WeChat Key Trends 2017 – H2

Matthew Brennan, from ChinaChannel underlined the increase of WeChat payment. Catching up on Alipay, taking 40% of the Third-party mobile payment market in China (2017, Q1).  Originally a messaging app, WeChat is now a direct competitor Alipay, a pure payment app. Also, we heard about WeChat Ads growth with a quote of Youzan‘s CEO, Baya, (largest WeChat shop platform in China) stating “Within 18 months, Tencent ads revenue shall surpass Baidu”, July 2017.


The First 48 Hours – The Most Critical Time to Create Follower Value

Joseph Leveque, from 31ten, started his presentation by highlighting two main issues on WeChat:

  1. We are flooded by WeChat Official Account pushes. There is an increase of 250% of Official Account from 8M to 20M in 2 years, whereas the number of WeChat Monthly Active Users increased by only 70%, 550M to 938M. WeChat users are too solicited, having the consequence of plummeting the reading rates.
  2. The second issue is that 50% of Official Accounts have a stagnating or decreasing number of followers. This fact explained by the non-relevant content delivery.

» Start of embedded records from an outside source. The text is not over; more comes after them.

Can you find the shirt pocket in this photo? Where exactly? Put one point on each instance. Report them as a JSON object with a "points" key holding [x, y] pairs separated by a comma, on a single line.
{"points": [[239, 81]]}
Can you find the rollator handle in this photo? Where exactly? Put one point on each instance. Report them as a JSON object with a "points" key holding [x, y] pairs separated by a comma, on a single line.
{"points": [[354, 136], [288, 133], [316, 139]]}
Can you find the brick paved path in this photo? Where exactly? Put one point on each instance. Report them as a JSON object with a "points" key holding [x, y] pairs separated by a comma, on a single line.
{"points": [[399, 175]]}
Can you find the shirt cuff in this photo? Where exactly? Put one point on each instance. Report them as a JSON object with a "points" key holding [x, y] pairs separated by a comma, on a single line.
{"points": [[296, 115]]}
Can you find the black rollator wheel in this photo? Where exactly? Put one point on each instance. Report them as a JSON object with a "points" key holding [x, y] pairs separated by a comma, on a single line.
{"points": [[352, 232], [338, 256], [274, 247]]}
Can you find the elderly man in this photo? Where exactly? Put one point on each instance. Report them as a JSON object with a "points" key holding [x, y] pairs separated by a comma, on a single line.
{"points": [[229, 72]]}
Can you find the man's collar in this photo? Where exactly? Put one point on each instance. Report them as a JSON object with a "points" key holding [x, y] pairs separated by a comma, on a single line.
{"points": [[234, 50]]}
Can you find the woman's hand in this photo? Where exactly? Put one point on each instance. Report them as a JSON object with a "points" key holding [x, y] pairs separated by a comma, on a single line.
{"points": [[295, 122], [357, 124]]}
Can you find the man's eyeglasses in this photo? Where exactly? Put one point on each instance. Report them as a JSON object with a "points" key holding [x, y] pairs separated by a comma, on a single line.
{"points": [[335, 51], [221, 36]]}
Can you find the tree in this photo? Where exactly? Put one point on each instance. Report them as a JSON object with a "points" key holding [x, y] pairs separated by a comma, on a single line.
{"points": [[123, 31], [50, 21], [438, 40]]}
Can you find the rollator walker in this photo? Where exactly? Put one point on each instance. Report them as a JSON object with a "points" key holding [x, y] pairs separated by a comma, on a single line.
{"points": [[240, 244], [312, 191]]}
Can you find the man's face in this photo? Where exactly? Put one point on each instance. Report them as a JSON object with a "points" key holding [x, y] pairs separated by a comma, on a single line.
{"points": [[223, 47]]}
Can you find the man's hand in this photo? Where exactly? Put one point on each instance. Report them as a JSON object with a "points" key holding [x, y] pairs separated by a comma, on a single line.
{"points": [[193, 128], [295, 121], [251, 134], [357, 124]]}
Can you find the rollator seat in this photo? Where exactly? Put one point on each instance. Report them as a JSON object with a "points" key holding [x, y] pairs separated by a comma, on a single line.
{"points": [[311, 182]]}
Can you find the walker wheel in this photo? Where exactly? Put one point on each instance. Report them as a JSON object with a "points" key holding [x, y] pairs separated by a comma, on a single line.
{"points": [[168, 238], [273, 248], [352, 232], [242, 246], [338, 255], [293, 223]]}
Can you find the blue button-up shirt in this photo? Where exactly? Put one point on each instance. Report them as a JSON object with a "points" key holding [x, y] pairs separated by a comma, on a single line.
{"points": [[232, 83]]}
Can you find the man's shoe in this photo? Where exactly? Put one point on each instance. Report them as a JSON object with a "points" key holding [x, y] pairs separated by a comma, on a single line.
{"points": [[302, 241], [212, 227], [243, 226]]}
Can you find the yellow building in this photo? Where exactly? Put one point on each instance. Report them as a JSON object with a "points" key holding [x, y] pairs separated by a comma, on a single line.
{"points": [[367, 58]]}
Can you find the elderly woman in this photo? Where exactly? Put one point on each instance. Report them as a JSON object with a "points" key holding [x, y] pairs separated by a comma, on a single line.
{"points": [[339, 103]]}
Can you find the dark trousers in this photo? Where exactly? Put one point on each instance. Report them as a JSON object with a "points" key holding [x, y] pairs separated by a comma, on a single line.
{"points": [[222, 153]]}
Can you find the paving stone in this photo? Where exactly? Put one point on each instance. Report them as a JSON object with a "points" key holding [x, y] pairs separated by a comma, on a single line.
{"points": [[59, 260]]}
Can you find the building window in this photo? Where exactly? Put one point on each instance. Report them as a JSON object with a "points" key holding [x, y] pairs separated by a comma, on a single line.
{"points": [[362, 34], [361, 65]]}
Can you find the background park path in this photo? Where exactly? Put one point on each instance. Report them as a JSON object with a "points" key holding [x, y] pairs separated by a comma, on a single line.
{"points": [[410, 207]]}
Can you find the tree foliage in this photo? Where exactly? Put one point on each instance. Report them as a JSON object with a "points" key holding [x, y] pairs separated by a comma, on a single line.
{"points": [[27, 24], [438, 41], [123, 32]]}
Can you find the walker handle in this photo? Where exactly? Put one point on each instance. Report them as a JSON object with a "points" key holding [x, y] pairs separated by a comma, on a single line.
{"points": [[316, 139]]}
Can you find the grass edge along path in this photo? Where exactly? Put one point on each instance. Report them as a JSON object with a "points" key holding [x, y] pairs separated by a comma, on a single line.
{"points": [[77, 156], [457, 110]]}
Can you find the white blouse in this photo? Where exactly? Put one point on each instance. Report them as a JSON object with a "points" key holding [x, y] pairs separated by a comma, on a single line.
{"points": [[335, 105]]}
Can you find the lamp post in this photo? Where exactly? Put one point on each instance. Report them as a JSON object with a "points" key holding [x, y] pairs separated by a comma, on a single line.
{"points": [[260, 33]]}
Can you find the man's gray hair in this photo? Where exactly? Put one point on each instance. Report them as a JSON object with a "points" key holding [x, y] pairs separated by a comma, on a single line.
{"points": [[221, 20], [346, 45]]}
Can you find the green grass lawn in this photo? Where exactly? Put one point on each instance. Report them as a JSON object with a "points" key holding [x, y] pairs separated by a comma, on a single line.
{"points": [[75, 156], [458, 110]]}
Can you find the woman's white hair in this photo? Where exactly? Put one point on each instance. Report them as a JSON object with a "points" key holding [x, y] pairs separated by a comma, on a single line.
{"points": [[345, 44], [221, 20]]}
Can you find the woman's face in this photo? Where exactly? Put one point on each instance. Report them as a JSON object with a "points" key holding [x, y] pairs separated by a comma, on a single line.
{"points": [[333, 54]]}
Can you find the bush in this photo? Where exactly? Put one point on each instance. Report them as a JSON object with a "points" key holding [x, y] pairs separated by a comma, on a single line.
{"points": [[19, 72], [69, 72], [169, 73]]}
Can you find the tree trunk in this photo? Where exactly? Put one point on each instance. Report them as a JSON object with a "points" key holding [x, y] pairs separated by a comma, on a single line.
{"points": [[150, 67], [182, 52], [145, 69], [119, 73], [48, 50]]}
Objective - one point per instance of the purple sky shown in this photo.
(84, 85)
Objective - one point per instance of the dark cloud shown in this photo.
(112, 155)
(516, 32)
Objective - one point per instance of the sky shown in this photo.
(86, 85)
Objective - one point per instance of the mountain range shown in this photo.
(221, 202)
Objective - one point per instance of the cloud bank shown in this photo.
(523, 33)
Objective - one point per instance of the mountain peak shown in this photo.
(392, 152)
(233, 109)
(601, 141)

The solution to these issues that Joseph proposes is to leverage the 48 hours “golden window” that WeChat offers us to send 1 to 1 unlimited messages. Enabling brands to capture as much information as possible and therefore build a valuable user journey.

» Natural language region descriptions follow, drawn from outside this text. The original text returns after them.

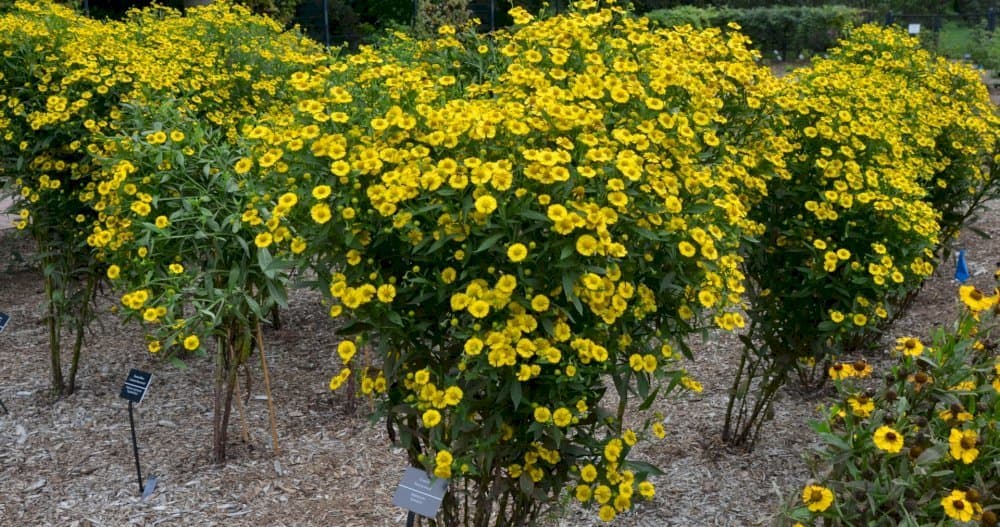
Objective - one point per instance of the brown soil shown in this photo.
(69, 462)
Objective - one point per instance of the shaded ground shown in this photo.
(69, 462)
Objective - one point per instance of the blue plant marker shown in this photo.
(961, 268)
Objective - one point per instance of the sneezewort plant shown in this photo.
(510, 224)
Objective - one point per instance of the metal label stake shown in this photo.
(4, 320)
(135, 390)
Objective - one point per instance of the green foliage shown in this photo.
(942, 401)
(781, 31)
(863, 201)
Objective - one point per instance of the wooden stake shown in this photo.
(243, 415)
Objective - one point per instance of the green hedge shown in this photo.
(786, 30)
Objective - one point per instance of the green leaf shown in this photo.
(533, 215)
(641, 467)
(278, 294)
(649, 399)
(568, 281)
(264, 258)
(515, 393)
(566, 252)
(489, 242)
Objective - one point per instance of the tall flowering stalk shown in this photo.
(510, 226)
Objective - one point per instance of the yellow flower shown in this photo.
(320, 213)
(540, 303)
(975, 300)
(150, 315)
(910, 346)
(957, 506)
(243, 165)
(817, 498)
(963, 445)
(586, 245)
(647, 490)
(338, 380)
(431, 418)
(442, 461)
(263, 240)
(659, 431)
(602, 494)
(321, 191)
(386, 293)
(473, 346)
(191, 343)
(479, 309)
(486, 204)
(861, 406)
(517, 252)
(562, 417)
(888, 439)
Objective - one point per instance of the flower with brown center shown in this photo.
(888, 439)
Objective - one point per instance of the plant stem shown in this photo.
(267, 389)
(81, 327)
(58, 385)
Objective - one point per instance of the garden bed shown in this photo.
(69, 462)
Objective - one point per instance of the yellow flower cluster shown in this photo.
(525, 196)
(914, 432)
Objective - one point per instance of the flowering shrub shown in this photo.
(953, 106)
(873, 152)
(507, 223)
(173, 239)
(99, 171)
(43, 106)
(922, 449)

He also highlighted that most brands under-utilize their “golden window”. Then he gave the best practice to leverage this “golden window”:

“Keep in mind be contextually relevant + intuitive + rewarding”


WeChat Driven Innovations in Employer Branding & Talent Acquisition

Beecher Ashley-Brown, from Ajinga, explained how to use WeChat for employer branding and talent acquisition. Stating to introduce the subjects that 78% of companies don’t have sufficient talent to drive business growth. He then highlighted that 68% have included a Job button into their company WeChat Official Account. Then Beecher gave us the best practices for WeChat recruiting. From treating your candidates like consumers to gamify with rewards recruiting referral programs, he ended by showing some results of Starbucks recruitment campaign, of which 30% happened on WeChat.

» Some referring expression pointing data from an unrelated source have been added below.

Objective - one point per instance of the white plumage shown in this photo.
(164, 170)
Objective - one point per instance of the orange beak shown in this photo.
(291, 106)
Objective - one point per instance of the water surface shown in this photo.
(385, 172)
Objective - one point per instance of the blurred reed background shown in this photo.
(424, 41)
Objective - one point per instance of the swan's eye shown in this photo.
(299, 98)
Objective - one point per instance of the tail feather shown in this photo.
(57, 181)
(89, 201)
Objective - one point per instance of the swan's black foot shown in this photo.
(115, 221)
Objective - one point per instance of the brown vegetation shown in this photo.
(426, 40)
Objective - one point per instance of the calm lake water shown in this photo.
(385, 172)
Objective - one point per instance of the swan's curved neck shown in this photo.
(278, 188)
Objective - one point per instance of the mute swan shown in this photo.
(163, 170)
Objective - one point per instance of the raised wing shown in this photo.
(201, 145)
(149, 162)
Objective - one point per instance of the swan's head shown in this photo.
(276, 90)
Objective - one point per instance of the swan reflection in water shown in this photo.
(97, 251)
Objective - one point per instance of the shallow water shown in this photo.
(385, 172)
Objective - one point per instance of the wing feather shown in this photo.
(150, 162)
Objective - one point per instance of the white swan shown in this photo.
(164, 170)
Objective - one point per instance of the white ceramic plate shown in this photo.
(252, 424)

10 Rules of WeChat Marketing

Thomas Graziani, from WalktheChat, exposed us the 10 rules of WeChat marketing. He stated that WeChat marketing is for every brand and industry but must not be the number #1 focus. Research on how well the brand is doing between WeChat and Tmall can help you in this task of choosing. Also, you must always consider the characteristics of the platform, format, edition, and purpose of it. Furthermore, he highlighted that WeChat advertising has potential but is not as powerful as Facebook Ads. He concluded by saying that marketers should look into other additional platforms to generate followers.


5 mistakes that breaks Brands on Chinese Social Media (WeChat – Sina Weibo – QQ – Youku)

Ashley Dudarenok, from Chozan, gave us a quick pick on 5 mistakes that break brands on Chinese social media. Starting by showing that Chinese and Western social media aren’t used for the same purpose, she stressed the fact the social media account should be treated as a business branch. She then exposed typical social media crisis in China, such as PR crisis mishandling, fake results to meet KPIs purchased by partners/KOLs and not responding in time to new regulations on social media.

 

China Chat Shanghai

Thanks to the speakers and people we met, this conference is a yearly meeting not to miss in China.

Graduating from our MBA Digital Marketing & Business, ESSCA-EFAP, in a few months, this conference was a great opportunity to realize what we learned and what is still to learn. Special greetings to Maximilian Rech and the China Chat team.